Aan deze bouwwerken van grootse stijl werden in de parken veelvuldig kleine, meer op paviljoens lijkende gebouwtjes toegevoegd, voor ongedwongen onceremonieel gebruik in een kring van intieme gasten. De Favorite bij Ludwigsburg, de Pagodenburg en de Badenburg in het Nymphenburger Park (later gevolgd door Cuvilliés’ Amalienburg) behoren tot dit genre, evenals het kasteeltje Poppelsdorf bij Bonn, een laag viervleugelbouwsel met ronde binnenhof (1715-1717). De Hermitage Waghausel, op enige afstand van Bruchsal gelegen, met een hoofdgebouw dat is omgeven door een krans van kleine paviljoens, moet echter als een jachtslot worden beschouwd.
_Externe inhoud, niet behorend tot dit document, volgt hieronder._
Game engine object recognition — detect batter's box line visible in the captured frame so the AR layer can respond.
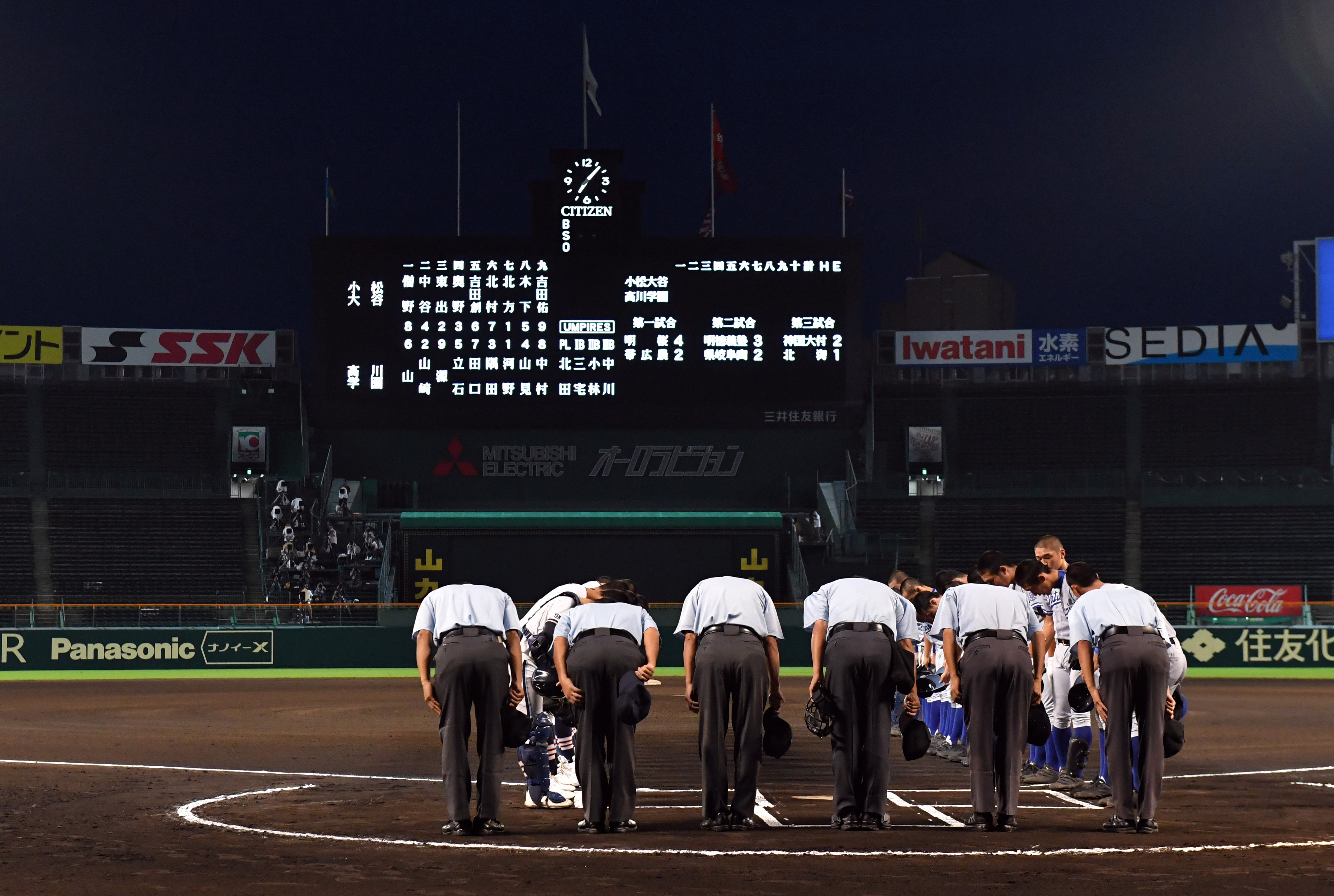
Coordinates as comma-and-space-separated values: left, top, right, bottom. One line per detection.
176, 784, 1334, 859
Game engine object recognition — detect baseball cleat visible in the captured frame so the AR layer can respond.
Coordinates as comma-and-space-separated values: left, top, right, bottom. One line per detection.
542, 791, 575, 809
1019, 765, 1060, 784
1102, 815, 1135, 833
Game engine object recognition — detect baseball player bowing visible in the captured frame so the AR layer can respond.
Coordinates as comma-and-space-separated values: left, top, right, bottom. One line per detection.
1066, 563, 1175, 833
412, 585, 523, 833
555, 585, 659, 833
676, 576, 783, 831
931, 573, 1046, 832
517, 581, 599, 720
803, 579, 922, 831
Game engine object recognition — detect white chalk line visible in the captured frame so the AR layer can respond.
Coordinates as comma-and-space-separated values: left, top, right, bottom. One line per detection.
0, 759, 699, 793
1163, 765, 1334, 781
13, 759, 1334, 793
176, 784, 1334, 859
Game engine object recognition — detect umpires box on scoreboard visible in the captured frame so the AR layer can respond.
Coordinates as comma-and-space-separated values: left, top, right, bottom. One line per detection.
399, 511, 784, 604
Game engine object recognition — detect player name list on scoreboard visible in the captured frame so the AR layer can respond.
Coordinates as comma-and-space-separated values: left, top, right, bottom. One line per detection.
339, 256, 847, 403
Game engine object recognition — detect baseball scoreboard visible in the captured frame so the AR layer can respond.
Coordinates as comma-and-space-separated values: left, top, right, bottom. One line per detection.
312, 237, 860, 425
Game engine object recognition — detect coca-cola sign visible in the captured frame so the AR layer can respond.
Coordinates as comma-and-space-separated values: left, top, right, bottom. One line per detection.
1195, 585, 1302, 616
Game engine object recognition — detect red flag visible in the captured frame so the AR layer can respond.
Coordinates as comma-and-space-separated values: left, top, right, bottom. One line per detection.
714, 113, 736, 193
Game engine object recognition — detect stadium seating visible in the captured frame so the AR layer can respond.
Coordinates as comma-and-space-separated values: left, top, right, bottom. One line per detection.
1142, 507, 1334, 615
49, 497, 251, 603
0, 497, 35, 602
0, 387, 28, 473
43, 383, 222, 473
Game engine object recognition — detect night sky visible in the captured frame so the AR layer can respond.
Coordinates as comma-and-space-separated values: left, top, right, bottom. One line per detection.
0, 0, 1334, 344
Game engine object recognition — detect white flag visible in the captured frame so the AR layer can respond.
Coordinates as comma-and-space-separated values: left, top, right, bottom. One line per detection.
584, 28, 602, 115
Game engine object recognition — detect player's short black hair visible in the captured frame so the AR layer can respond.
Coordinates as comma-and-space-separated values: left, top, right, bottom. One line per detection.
978, 551, 1014, 576
935, 569, 965, 595
1014, 560, 1047, 588
1066, 560, 1098, 588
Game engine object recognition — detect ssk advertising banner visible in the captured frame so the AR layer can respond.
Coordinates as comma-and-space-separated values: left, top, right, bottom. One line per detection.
83, 327, 275, 367
1195, 585, 1303, 619
1103, 324, 1299, 364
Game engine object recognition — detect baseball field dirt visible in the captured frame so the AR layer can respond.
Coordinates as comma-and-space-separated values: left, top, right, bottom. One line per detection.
0, 679, 1334, 896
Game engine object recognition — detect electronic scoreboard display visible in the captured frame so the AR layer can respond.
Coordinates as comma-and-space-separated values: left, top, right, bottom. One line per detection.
312, 237, 860, 425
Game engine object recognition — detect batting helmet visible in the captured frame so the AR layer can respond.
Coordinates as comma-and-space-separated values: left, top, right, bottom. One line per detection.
532, 669, 564, 697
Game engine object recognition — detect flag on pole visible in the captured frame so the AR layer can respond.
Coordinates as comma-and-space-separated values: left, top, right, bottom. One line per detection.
714, 115, 736, 193
584, 28, 602, 115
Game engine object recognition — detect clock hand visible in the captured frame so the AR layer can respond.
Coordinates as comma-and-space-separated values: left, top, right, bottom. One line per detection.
575, 164, 602, 193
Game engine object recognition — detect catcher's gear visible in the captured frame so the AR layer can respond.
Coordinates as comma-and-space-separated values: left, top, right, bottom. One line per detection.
532, 669, 566, 697
806, 681, 838, 737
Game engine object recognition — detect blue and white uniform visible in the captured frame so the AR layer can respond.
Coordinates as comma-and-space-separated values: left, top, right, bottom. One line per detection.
556, 600, 658, 644
802, 579, 922, 641
676, 576, 783, 639
412, 584, 519, 641
516, 581, 588, 720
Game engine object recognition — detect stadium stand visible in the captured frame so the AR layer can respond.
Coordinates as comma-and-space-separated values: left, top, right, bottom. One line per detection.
1142, 507, 1334, 621
0, 384, 28, 473
0, 497, 35, 603
43, 383, 219, 473
49, 497, 251, 604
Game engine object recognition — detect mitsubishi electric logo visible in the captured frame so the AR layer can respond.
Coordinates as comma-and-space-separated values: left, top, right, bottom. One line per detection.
435, 436, 578, 479
432, 436, 478, 476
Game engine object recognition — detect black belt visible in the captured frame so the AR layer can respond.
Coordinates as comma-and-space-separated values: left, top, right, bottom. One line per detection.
963, 628, 1019, 647
575, 628, 639, 644
830, 623, 894, 641
1098, 625, 1162, 641
440, 625, 500, 641
699, 623, 763, 640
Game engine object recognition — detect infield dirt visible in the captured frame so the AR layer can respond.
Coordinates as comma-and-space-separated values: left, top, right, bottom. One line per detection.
0, 679, 1334, 896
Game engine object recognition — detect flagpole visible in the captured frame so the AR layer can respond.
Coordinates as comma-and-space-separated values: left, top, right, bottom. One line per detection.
579, 25, 588, 149
708, 103, 718, 237
454, 100, 463, 236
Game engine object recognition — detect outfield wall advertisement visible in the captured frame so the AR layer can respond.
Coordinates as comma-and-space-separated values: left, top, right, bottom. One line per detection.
8, 624, 1334, 673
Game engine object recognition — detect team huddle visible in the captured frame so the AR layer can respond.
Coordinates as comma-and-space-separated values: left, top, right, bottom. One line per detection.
412, 536, 1186, 835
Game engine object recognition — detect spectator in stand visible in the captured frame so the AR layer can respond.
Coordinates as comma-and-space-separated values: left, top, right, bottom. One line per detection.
361, 525, 384, 560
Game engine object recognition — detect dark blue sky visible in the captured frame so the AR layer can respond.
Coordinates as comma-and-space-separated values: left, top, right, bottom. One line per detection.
0, 0, 1334, 340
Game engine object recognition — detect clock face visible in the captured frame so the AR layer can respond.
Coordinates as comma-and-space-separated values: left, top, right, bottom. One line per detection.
562, 159, 611, 205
Kleine bouwsels van dergelijk genre waren reeds in de eerste tijd van de rijpe barok gebouwd, bijvoorbeeld het Paleis im Grossen Garten bij Dresden en het kasteeltje Lustheim achter het Schleissheimer Slot.

Een uitzonderlijke structuur is Pöppelmanns Zwinger bij het Dresdense Slot (1711-1722), een omlijsting in steenarchitectuur, monumentaal en uiterst decoratief, van een terrein voor turnoefeningen en ruiterspelen, met vier paviljoens en poortbouwsels en daartussen rondom lopende galerijen, volkomen het product van een luxueuse vorstengril en als zodanig in de stijl van de rijpe Barok.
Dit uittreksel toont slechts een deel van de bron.